Amid the chaos, Noriega managed to flee his residence and take shelter in the Vatican embassy. With the armed forces pacified and the country under the invaders’ control, American tanks surrounded the building, cranked their stereos, and waited.

Man on the Run

For many Americans, Noriega is best remembered as the man driven so mad by Guns & Roses that he exchanged his freedom for a reprieve. Holed up in the papal enclave, surrounded by American tanks, Noriega finally gave in after days of incessant heavy metal music. He was flown immediately to Miami, where he was to stand trial for international drug trafficking.

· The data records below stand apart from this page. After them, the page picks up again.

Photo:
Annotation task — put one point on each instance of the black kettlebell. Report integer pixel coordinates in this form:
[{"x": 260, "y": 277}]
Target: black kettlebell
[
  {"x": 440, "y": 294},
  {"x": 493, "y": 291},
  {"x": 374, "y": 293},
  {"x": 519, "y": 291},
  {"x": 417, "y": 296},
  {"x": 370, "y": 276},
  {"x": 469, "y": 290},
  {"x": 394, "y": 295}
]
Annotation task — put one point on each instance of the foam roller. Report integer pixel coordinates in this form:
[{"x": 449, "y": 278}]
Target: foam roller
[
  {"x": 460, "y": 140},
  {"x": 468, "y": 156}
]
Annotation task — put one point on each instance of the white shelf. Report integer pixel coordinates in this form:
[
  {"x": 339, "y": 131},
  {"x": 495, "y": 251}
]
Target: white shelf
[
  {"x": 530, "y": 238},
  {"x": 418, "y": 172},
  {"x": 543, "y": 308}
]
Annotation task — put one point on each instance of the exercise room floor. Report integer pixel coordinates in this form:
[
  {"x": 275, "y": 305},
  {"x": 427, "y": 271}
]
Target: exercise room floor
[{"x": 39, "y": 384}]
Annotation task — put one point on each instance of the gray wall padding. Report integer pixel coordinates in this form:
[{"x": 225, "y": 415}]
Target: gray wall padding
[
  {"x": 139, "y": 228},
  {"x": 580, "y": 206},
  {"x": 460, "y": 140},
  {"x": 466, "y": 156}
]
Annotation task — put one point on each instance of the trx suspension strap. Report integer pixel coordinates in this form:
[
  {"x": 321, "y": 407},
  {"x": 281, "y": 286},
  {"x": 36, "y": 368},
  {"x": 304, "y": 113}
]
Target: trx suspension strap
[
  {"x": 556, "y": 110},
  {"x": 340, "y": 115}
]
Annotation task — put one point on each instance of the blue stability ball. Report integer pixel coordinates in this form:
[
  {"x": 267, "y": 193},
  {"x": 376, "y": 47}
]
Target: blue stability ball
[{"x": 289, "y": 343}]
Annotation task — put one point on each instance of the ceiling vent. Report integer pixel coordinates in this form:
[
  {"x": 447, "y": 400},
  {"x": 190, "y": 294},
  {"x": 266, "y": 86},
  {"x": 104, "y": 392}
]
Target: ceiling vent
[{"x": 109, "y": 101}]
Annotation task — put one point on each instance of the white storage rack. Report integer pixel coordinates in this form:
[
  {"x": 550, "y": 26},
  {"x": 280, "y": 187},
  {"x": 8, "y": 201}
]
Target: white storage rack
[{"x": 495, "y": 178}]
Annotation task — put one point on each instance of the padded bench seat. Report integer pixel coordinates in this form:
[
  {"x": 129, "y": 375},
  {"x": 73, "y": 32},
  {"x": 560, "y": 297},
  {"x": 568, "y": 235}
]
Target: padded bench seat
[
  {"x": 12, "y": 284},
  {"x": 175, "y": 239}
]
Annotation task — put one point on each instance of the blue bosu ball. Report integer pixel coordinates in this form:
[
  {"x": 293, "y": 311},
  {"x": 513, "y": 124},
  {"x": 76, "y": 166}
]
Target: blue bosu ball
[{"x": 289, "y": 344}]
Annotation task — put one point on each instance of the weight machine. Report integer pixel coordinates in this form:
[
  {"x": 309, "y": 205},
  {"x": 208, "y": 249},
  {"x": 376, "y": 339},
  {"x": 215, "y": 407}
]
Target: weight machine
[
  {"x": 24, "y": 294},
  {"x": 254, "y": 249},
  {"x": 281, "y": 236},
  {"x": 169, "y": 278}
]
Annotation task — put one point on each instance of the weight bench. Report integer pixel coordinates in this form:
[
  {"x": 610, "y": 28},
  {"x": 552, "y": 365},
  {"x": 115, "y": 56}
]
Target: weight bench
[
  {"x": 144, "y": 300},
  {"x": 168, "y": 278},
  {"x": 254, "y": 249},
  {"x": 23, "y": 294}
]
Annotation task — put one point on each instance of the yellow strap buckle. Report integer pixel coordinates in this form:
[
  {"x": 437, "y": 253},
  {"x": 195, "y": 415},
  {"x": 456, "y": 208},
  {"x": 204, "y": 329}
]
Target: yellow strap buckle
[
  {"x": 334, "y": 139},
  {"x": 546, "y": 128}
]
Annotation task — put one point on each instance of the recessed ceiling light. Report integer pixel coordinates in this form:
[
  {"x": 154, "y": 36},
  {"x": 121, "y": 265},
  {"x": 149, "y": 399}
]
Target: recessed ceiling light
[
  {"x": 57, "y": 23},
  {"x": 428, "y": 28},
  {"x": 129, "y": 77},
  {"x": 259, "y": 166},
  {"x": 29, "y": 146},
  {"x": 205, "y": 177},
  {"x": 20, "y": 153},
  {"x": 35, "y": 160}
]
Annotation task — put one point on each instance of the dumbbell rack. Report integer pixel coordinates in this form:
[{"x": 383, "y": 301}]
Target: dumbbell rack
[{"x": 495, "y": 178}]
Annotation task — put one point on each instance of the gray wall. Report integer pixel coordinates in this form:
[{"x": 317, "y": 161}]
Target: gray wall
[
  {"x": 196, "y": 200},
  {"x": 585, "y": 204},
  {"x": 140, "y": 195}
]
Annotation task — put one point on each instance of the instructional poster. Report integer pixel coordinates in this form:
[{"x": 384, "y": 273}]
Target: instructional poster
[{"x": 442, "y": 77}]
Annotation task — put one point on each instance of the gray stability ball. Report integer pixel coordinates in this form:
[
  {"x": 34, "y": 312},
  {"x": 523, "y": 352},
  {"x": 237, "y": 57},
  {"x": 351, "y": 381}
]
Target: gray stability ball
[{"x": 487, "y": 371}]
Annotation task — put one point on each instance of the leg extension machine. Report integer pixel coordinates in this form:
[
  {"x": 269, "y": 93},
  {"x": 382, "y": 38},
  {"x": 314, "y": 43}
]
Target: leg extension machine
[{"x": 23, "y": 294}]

But it wasn’t his role as the proprietor of a multimillion-dollar drug business that ran Noriega afoul of his buddies in the State Department. It was his willingness to play both sides of a regional conflict that the United States had been sponsoring, in some form or another, for more than a generation.

Noriega had spent most of his career embedded in a cabal of Panamanian military elites with close ties to the United States. Educated at the US-run School of the Americas, an infamous prep school for death squads and war criminals, Noriega was a key player in the putsch that brought dictator Omar Torrijos to power in 1968. Almost immediately, the young upstart used his post in the military government to begin working for the CIA, receiving money and political favors in exchange for taking on some of the US government’s dirty work in the region. Notably, this involved shuttling guns to right-wing forces in places like Nicaragua and El Salvador.

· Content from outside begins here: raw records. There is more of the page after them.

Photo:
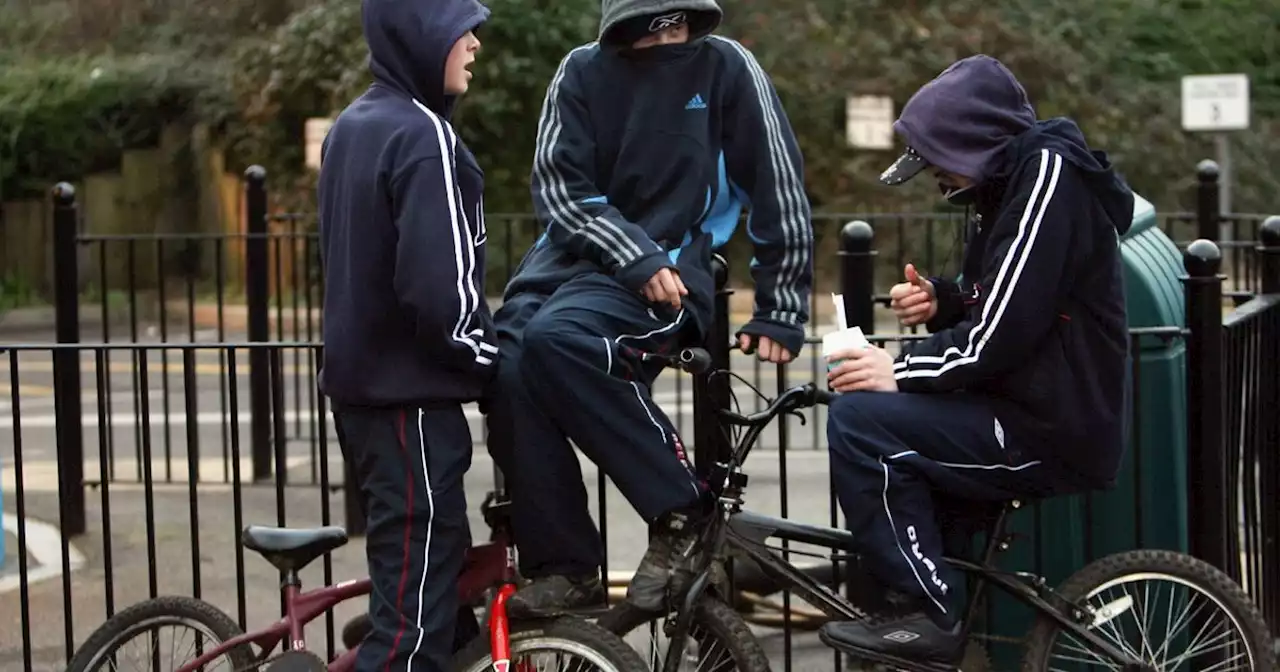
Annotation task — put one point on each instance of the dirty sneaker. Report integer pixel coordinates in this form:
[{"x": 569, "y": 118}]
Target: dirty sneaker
[
  {"x": 557, "y": 595},
  {"x": 668, "y": 561}
]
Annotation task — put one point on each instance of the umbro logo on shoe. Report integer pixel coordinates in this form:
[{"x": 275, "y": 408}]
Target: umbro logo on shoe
[{"x": 901, "y": 636}]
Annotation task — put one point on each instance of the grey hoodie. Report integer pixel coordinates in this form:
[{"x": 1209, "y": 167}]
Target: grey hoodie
[{"x": 613, "y": 12}]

Torrijos died in 1981, and Noriega quickly assumed the position of dictator — just in time for the dirty-money bonanza of the Iran-Contra affair. During this time, Noriega was also emerging as a major player in the Medellin drug cartel; Panama, under his firm control, provided smugglers with a launching pad from which to deliver cocaine to the United States and elsewhere.

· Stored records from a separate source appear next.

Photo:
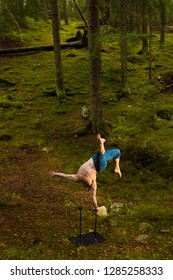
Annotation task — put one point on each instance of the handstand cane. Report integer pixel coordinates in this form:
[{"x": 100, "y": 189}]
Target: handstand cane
[
  {"x": 80, "y": 221},
  {"x": 95, "y": 225}
]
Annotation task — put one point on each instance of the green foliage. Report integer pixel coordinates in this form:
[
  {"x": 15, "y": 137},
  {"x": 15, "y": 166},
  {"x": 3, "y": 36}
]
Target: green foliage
[{"x": 38, "y": 134}]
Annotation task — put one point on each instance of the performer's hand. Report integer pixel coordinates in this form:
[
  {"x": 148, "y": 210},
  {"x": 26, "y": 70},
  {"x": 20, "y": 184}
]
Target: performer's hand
[{"x": 51, "y": 173}]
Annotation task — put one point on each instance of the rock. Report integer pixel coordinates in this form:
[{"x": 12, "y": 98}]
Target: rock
[
  {"x": 164, "y": 231},
  {"x": 145, "y": 228},
  {"x": 85, "y": 112},
  {"x": 102, "y": 211},
  {"x": 142, "y": 238},
  {"x": 116, "y": 207}
]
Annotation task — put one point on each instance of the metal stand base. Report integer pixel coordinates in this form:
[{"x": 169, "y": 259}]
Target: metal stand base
[{"x": 87, "y": 239}]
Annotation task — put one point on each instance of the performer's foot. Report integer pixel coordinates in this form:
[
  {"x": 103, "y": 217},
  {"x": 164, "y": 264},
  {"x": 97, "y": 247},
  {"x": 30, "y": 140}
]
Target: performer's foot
[{"x": 102, "y": 140}]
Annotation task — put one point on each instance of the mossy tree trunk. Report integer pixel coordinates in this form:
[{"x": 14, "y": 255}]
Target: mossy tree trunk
[
  {"x": 65, "y": 14},
  {"x": 57, "y": 49},
  {"x": 144, "y": 26},
  {"x": 162, "y": 6},
  {"x": 124, "y": 65},
  {"x": 94, "y": 65}
]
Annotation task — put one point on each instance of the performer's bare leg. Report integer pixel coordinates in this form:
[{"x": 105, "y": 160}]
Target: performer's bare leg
[
  {"x": 117, "y": 166},
  {"x": 102, "y": 141}
]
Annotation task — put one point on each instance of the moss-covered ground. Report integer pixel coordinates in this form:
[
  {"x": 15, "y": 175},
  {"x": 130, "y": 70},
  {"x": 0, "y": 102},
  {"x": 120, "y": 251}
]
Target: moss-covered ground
[{"x": 37, "y": 134}]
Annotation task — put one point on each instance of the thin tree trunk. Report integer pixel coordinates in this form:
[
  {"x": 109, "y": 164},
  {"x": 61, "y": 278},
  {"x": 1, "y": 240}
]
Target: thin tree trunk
[
  {"x": 95, "y": 65},
  {"x": 81, "y": 14},
  {"x": 144, "y": 27},
  {"x": 163, "y": 22},
  {"x": 57, "y": 49},
  {"x": 65, "y": 12},
  {"x": 124, "y": 65}
]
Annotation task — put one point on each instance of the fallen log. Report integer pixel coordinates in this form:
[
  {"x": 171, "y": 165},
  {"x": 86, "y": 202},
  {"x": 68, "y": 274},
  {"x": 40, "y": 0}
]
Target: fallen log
[{"x": 76, "y": 45}]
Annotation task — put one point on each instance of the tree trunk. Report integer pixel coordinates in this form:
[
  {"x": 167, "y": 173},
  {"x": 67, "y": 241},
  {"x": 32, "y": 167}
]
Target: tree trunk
[
  {"x": 57, "y": 49},
  {"x": 45, "y": 8},
  {"x": 112, "y": 20},
  {"x": 95, "y": 66},
  {"x": 144, "y": 27},
  {"x": 124, "y": 65},
  {"x": 65, "y": 12},
  {"x": 81, "y": 14},
  {"x": 163, "y": 22}
]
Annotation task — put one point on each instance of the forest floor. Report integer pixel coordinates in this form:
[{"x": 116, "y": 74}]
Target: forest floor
[{"x": 38, "y": 133}]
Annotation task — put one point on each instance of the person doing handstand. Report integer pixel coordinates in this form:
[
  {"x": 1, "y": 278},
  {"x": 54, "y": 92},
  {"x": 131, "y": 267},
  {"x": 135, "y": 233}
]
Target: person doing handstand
[{"x": 88, "y": 171}]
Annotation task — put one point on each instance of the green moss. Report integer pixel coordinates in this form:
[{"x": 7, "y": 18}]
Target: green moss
[{"x": 40, "y": 133}]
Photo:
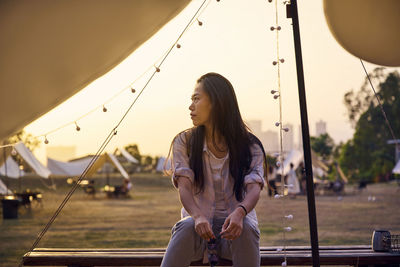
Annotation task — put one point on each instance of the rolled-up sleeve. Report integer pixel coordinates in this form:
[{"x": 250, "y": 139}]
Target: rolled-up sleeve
[
  {"x": 180, "y": 160},
  {"x": 256, "y": 174}
]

But his fortunes changed in the mid-1980s, when the world learned about the Reagan administration’s dirty dealings in Central America. Suddenly starved of clandestine US support, the strongman turned elsewhere for international backing. He traded secrets with Cuba and initiated contact with the Sandinista government in Nicaragua and Muammar Qadaffi in Libya.

Needless to say, the thought of Soviet allies getting friendly with the keeper of their precious trans-isthmus canal made the Americans squirm. Suddenly unwilling to tolerate their puppet’s egregious corruption — not to mention his vicious repression of dissent within Panama — the New Right puppet-masters in Washington sent in the cavalry.

The onslaught that ensued had dramatic consequences for ordinary people in Panama. Beyond the estimated several thousand deaths estimated by the Panamanian truth commission, some twenty thousand people were displaced from their homes. Throughout it all, television viewers in the United States listened to their political leaders wax poetic about a new era of smart bombs and surgical warfare — disingenuous rhetoric that the news media dutifully parroted.

But even Human Rights Watch soon called bullshit on the Pentagon’s talk about a surgical operation in Panama, pointing out the extremely high rates of civilian causalities relative to US military deaths to argue, “the American government appears bent once again on disregarding the fate of foreigners — military and civilian — who die in wars fought by the United States.”

That wonton disregard for life persists today. In 1991, President Bush launched the first Gulf War, once again justifying preemptive regime change with a flimsy appeal to democracy. His Democratic successor oversaw armed interventions in Somalia, Rwanda, Haiti, and the Balkans. And of course his son, in a striking reprise of his father’s performance, invaded Iraq in 2004 to depose Saddam Hussein — like Noriega, a onetime American ally who had run afoul of his handlers.

We can trace a bright line backwards in time from today’s foreign policy regime to Operation Just Cause. During those weeks in 1989–1990, the American foreign policy monster, at last relatively unconstrained by the postwar Soviet rivalry, first stretched its limbs, extended its claws, and roared.